When that is called in for the data subframe shown above, it's called as

df.iloc[[[0,1,2,3,4,5,6,7,8,9]], (1,)]

and that is what triggers the *** pandas.core.indexing.IndexingError: Too many indexers. That said, I have no idea how this comes to be. If I put only

df.iloc[[[0,1,2,3,4,5,6,7,8,9]]]

i.e., drop the cols argument, all seems to be well. I suspect something is wrong here since cols is set with the value of self.multiplecollist, and (1,) is a tuple, not a list. Looks like these lines in app.py are supposed to prevent this from happening:

426:        if type(table.multiplecollist) is tuple:
427:            table.multiplecollist = list(table.multiplecollist)

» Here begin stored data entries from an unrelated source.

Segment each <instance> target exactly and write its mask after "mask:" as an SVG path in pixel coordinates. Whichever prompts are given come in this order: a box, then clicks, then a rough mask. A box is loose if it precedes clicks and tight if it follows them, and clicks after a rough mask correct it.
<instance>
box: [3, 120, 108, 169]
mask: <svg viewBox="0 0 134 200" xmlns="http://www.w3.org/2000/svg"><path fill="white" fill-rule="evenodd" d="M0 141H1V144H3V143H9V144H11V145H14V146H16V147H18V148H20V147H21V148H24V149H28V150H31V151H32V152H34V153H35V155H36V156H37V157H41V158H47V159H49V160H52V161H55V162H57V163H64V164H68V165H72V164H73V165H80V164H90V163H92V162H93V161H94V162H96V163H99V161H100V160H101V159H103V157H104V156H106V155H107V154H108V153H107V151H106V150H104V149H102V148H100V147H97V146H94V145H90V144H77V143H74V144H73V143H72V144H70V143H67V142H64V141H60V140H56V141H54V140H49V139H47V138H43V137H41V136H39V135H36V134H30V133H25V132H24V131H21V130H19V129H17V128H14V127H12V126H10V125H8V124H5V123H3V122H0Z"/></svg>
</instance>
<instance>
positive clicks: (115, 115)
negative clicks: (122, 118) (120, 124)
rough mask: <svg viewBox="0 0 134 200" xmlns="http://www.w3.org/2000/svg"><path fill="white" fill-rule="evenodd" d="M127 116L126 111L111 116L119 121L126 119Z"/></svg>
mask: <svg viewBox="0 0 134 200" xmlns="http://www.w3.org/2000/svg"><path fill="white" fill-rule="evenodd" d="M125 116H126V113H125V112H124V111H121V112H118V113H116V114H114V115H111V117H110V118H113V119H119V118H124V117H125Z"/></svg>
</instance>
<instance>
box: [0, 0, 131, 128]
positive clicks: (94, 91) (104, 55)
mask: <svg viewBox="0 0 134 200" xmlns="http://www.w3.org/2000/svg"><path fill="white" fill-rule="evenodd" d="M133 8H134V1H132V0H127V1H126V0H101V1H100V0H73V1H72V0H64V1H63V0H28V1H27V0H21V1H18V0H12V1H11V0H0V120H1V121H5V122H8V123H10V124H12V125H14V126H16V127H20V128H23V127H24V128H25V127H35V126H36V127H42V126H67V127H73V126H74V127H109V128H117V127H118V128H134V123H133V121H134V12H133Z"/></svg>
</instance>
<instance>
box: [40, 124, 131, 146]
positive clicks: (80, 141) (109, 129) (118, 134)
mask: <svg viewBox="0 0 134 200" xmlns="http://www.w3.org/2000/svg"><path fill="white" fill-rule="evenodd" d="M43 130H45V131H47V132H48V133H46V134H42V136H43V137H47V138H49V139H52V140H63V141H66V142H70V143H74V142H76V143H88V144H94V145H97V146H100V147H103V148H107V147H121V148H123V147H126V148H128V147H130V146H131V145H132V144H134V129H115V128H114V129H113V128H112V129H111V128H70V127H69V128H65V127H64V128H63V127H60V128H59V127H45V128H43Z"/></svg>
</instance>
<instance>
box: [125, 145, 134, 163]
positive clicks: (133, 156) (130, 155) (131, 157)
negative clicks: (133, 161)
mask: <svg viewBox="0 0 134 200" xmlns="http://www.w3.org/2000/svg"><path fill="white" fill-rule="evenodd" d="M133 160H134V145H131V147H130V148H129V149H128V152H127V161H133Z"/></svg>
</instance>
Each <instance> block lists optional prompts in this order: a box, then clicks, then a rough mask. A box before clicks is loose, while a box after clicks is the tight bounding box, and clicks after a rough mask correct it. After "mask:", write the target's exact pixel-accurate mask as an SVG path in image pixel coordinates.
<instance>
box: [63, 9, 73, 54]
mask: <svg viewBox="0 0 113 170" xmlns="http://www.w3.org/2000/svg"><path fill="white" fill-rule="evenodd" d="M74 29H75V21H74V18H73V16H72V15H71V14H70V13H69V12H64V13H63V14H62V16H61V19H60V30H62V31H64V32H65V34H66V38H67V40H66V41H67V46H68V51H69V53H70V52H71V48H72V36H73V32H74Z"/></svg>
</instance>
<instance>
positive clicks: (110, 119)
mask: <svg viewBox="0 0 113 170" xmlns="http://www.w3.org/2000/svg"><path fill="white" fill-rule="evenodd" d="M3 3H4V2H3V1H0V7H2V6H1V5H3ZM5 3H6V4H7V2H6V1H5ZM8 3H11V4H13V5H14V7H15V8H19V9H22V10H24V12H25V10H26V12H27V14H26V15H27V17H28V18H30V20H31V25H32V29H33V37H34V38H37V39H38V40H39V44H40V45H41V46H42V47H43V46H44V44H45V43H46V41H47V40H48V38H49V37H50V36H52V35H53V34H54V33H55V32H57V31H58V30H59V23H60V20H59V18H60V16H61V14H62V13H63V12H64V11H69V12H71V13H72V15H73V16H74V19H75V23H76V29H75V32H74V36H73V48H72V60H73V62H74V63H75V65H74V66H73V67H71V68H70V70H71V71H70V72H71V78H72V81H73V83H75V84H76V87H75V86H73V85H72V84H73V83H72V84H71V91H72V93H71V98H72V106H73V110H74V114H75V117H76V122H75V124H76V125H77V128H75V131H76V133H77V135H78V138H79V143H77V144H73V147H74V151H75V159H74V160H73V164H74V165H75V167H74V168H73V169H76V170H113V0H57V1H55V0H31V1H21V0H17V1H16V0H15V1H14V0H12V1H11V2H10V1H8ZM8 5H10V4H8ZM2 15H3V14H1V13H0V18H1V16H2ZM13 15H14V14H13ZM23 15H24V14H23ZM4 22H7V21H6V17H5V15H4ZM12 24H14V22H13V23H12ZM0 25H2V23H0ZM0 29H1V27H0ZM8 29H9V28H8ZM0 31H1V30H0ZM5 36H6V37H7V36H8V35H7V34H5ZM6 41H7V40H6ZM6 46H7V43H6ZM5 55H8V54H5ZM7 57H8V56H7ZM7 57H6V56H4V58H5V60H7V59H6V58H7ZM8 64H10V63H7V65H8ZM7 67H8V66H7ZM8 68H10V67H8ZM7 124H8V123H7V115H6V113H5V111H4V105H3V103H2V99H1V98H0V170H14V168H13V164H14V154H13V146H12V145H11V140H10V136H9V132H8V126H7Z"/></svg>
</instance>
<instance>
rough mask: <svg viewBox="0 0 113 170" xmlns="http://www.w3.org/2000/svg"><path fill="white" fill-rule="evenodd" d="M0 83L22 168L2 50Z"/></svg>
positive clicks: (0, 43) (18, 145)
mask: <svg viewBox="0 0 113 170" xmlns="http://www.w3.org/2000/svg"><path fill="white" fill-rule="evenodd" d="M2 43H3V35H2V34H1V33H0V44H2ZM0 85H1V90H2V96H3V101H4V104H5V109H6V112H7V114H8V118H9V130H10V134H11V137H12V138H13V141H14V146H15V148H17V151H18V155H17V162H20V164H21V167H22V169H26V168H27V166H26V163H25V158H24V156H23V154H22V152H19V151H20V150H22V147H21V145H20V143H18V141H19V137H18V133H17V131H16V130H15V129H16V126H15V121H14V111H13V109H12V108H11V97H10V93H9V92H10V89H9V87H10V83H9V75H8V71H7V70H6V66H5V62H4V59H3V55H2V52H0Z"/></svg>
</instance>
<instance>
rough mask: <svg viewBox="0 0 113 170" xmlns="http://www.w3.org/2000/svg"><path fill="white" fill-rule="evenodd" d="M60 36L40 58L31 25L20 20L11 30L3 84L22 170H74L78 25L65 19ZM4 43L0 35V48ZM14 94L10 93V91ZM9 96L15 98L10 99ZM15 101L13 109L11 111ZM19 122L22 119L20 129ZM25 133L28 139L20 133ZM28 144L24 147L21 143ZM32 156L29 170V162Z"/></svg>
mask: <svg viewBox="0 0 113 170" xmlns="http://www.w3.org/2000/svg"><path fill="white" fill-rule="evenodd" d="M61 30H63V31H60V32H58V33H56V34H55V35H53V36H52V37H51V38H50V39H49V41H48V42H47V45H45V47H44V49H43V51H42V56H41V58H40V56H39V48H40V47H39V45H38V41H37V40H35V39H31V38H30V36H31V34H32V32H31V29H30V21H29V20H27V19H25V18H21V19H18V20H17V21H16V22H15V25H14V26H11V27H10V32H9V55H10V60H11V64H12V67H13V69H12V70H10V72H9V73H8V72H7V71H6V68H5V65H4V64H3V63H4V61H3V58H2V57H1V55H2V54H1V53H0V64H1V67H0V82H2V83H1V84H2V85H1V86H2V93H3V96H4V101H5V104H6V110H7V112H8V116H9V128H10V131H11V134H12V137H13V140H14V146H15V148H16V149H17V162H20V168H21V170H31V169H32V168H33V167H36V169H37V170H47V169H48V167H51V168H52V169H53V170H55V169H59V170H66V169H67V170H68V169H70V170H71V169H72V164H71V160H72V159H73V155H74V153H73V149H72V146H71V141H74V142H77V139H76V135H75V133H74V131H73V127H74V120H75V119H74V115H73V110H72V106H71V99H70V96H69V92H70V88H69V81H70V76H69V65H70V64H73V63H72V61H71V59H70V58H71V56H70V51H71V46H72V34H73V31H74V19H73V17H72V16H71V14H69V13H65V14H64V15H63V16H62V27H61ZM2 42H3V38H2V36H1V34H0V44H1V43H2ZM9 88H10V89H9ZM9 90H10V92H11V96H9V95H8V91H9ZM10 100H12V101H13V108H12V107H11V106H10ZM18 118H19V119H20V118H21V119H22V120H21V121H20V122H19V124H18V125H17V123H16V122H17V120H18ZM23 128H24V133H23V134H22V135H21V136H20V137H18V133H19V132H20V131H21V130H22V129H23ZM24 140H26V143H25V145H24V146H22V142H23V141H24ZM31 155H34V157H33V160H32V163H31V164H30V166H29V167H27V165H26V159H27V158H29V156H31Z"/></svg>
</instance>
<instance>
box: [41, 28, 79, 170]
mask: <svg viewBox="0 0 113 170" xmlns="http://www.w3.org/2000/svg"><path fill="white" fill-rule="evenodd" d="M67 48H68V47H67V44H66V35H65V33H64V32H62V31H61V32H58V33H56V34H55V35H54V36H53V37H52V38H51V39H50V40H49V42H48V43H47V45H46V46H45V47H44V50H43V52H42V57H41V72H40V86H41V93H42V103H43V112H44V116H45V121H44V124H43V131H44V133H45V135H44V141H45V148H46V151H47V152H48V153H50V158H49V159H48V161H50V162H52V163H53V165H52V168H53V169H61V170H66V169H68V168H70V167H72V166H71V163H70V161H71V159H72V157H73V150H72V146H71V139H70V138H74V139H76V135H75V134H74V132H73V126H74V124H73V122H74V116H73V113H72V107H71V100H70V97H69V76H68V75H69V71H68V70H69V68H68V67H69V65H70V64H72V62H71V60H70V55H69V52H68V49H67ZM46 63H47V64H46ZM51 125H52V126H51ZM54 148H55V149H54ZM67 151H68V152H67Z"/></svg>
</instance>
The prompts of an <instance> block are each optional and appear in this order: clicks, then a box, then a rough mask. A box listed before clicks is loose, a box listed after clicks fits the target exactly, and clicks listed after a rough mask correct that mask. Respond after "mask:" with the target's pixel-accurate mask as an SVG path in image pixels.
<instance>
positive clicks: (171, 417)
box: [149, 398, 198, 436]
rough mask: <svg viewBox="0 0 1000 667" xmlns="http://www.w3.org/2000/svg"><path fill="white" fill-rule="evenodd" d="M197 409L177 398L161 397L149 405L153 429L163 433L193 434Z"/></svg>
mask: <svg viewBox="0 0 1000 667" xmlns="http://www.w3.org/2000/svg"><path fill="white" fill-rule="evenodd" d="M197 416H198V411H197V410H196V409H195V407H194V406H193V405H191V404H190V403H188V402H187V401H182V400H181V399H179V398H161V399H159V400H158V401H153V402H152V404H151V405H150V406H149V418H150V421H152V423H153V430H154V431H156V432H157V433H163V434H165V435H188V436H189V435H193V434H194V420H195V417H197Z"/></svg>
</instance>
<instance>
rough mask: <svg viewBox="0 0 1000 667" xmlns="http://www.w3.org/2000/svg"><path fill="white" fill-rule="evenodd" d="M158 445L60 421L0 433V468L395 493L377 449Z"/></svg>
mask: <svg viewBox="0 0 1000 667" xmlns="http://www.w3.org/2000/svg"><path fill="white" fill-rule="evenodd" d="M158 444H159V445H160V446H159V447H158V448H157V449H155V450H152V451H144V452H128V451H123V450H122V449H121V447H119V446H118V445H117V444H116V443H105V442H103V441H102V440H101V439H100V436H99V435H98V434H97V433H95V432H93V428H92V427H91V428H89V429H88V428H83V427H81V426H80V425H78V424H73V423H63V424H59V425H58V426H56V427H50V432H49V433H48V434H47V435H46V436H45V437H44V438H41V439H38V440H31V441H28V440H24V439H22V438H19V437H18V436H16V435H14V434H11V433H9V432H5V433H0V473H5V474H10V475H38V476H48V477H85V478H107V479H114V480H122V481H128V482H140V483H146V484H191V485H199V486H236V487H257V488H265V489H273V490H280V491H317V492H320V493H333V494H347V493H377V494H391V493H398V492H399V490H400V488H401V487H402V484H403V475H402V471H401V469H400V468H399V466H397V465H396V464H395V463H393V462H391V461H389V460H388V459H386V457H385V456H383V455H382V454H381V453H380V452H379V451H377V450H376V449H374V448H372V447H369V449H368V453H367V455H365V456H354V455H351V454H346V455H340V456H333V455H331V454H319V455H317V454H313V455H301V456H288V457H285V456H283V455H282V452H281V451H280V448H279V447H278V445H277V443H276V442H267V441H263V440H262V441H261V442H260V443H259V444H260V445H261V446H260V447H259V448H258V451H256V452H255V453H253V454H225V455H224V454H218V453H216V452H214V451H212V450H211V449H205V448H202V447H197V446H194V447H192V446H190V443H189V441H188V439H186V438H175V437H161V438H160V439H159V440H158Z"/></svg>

But at this point, I am stumped. I have looked at all mentions of multiplecollist, and I cannot figure out how it could be set to a tuple. There simply aren't that many places where it's set, at least not explicitly, and none of them look like they could put a tuple in there. So any help would be much appreciated.

rpgoldman avatar Jan 02 '19 04:01 rpgoldman

I think I added that code was because multiplecollist was being returned as a tuple after reloading from disk. It must be a Mac issue. A fix would be to cast to a list inside that method. I have not been able to test this on OSX because I have no access to a Mac.

dmnfarrell avatar Jan 02 '19 19:01 dmnfarrell

I was thinking of replacing the class attribute with a property, and make the setter do the coercion. I'll submit a PR in a moment.

rpgoldman avatar Jan 02 '19 20:01 rpgoldman

See #108.

rpgoldman avatar Jan 02 '19 20:01 rpgoldman